Paulo Nenflidio

Aranhas

11 Out – 13 Dez 2008


Galpão Fortes Vilaça

A Fortes Vilaça tem o prazer de apresentar Aranhas, segunda exposição individual de Paulo Nenflídio em São Paulo. Nesta mostra, composta por uma instalação em formato de teia e por três esculturas que têm formas de aranhas, o artista realiza, pela primeira vez, obras cinéticas, explorando os efeitos visuais a partir de movimentos físicos.
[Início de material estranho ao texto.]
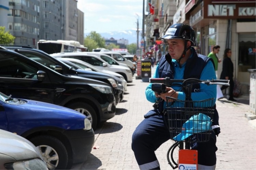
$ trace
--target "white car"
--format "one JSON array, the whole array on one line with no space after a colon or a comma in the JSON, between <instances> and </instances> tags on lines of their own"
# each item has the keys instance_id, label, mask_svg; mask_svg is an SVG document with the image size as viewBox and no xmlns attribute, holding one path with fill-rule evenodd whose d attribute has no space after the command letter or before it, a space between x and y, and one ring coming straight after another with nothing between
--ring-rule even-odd
<instances>
[{"instance_id":1,"label":"white car","mask_svg":"<svg viewBox=\"0 0 256 170\"><path fill-rule=\"evenodd\" d=\"M71 58L80 60L93 65L100 70L108 70L121 74L127 83L132 82L132 73L129 68L120 65L111 65L101 58L93 55L81 52L60 53L50 55L55 58Z\"/></svg>"},{"instance_id":2,"label":"white car","mask_svg":"<svg viewBox=\"0 0 256 170\"><path fill-rule=\"evenodd\" d=\"M76 67L76 69L90 70L117 77L122 80L122 84L121 85L123 86L124 91L124 92L127 91L127 82L124 79L124 77L121 74L108 70L100 70L89 63L75 58L58 58L57 59L70 66Z\"/></svg>"},{"instance_id":3,"label":"white car","mask_svg":"<svg viewBox=\"0 0 256 170\"><path fill-rule=\"evenodd\" d=\"M108 63L111 65L121 65L121 66L124 66L128 68L130 68L126 64L118 62L113 57L112 57L109 55L103 54L101 53L99 53L99 52L83 52L83 53L85 53L88 54L91 54L92 55L94 55L96 56L100 57L100 58L103 59L103 60L107 63Z\"/></svg>"},{"instance_id":4,"label":"white car","mask_svg":"<svg viewBox=\"0 0 256 170\"><path fill-rule=\"evenodd\" d=\"M132 62L127 60L119 53L113 52L98 52L105 54L113 58L118 62L127 64L128 67L134 73L135 72L136 67Z\"/></svg>"},{"instance_id":5,"label":"white car","mask_svg":"<svg viewBox=\"0 0 256 170\"><path fill-rule=\"evenodd\" d=\"M0 169L48 169L45 159L28 140L0 129Z\"/></svg>"}]
</instances>

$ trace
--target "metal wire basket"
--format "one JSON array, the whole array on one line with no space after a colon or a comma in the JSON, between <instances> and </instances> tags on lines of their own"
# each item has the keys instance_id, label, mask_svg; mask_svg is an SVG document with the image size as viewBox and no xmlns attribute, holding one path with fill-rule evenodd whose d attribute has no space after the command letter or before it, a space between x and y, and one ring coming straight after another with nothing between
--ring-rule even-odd
<instances>
[{"instance_id":1,"label":"metal wire basket","mask_svg":"<svg viewBox=\"0 0 256 170\"><path fill-rule=\"evenodd\" d=\"M189 143L210 140L214 98L201 101L166 99L167 116L164 117L172 140Z\"/></svg>"}]
</instances>

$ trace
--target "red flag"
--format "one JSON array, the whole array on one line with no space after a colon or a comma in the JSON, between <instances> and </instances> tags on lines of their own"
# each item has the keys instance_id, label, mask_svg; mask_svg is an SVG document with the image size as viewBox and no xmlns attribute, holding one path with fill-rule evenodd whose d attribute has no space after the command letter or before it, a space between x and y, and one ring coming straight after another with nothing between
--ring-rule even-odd
<instances>
[{"instance_id":1,"label":"red flag","mask_svg":"<svg viewBox=\"0 0 256 170\"><path fill-rule=\"evenodd\" d=\"M155 7L149 2L148 3L148 5L149 5L149 12L152 15L154 15Z\"/></svg>"}]
</instances>

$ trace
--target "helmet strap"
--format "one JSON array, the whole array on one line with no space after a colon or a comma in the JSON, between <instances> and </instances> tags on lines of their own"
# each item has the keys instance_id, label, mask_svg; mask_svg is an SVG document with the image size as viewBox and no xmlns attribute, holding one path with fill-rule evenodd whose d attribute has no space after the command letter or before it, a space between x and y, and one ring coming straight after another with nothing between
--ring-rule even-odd
<instances>
[{"instance_id":1,"label":"helmet strap","mask_svg":"<svg viewBox=\"0 0 256 170\"><path fill-rule=\"evenodd\" d=\"M185 55L186 55L186 53L187 53L187 51L190 48L191 48L191 46L190 45L187 48L187 45L188 44L188 40L185 40L184 41L184 51L183 51L183 53L182 53L181 55L181 56L180 56L180 58L178 60L177 60L177 61L178 62L178 63L179 63L179 65L180 66L180 67L181 67L181 66L180 65L180 60L183 58L184 58L185 57Z\"/></svg>"}]
</instances>

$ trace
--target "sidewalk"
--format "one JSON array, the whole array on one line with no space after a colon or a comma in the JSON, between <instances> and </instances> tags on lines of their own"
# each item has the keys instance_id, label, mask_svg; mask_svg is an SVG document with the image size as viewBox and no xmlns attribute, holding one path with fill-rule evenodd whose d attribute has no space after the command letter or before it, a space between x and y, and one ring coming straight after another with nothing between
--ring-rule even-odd
<instances>
[{"instance_id":1,"label":"sidewalk","mask_svg":"<svg viewBox=\"0 0 256 170\"><path fill-rule=\"evenodd\" d=\"M144 114L152 108L153 103L145 97L148 83L136 79L136 75L133 82L128 84L124 100L117 106L115 116L95 131L95 149L92 149L87 161L75 165L72 169L139 169L131 149L132 136ZM238 101L243 100L238 98ZM255 122L245 117L249 107L243 103L225 99L216 102L221 132L217 137L216 170L255 169L256 126L253 125ZM162 169L172 169L168 164L166 153L173 143L170 140L156 152Z\"/></svg>"}]
</instances>

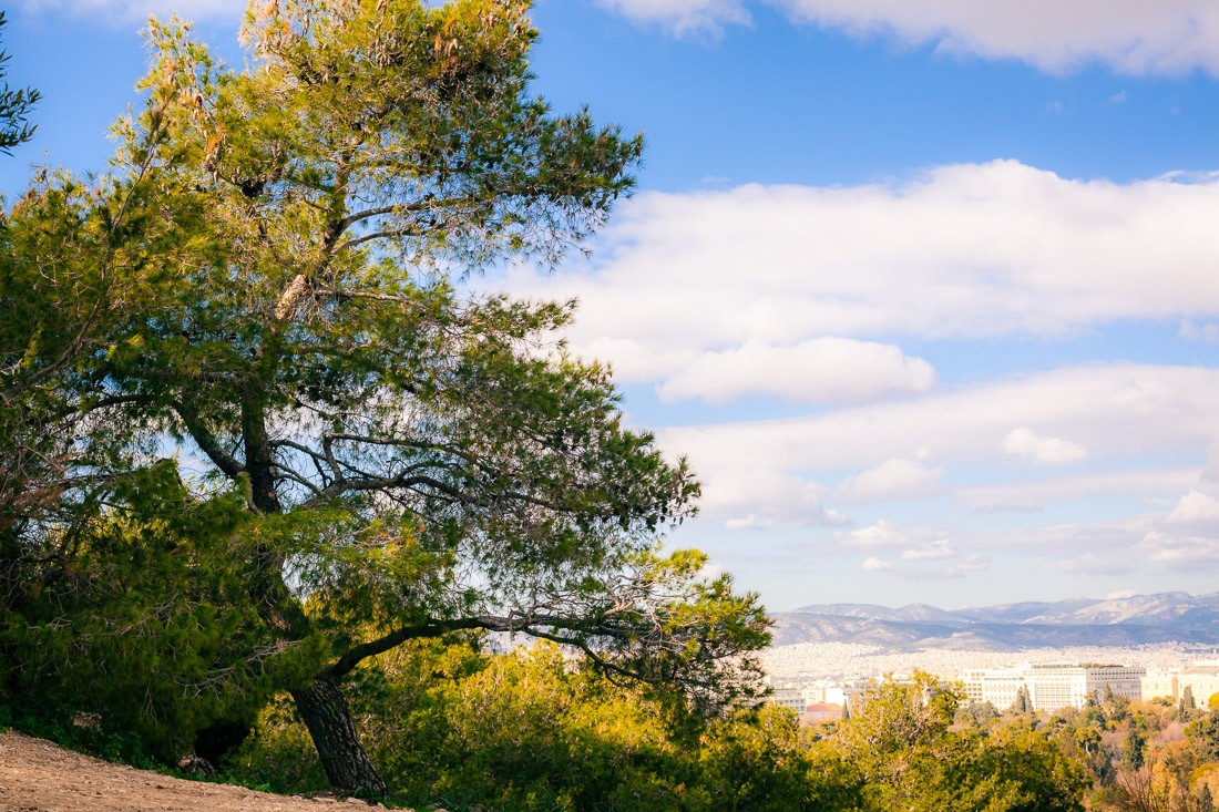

Pendurada nas paredes a 1,7 m de distancia do chão, a instalação Teia é uma grande estrutura vazada e irregular que parece flutuar. Composta por fios elétricos e de nylon esticados e sobrepostos, a obra se parece também com veias e conexões neurais. Neste trabalho, Nenflídio mantém seu já característico traço de criação de obras sonoras: equipa a teia com um sensor capaz de captar a proximidade humana e acionar a emissão de diferentes tipos de sons harmônicos e agudos, que ficam no limite do audível. O resultado é uma massa sonora que se parece com sons de conexões de fax e rede dial-up.

Próximas da Teia, estão dispostas as Aranhas. Rompendo com qualquer condição estática, o objetivo destas esculturas é o constante movimento. São obras abertas que se reinventam a cada momento, assim como as obras do artista holandês Theo Jansen – grande referência para Nenflídio.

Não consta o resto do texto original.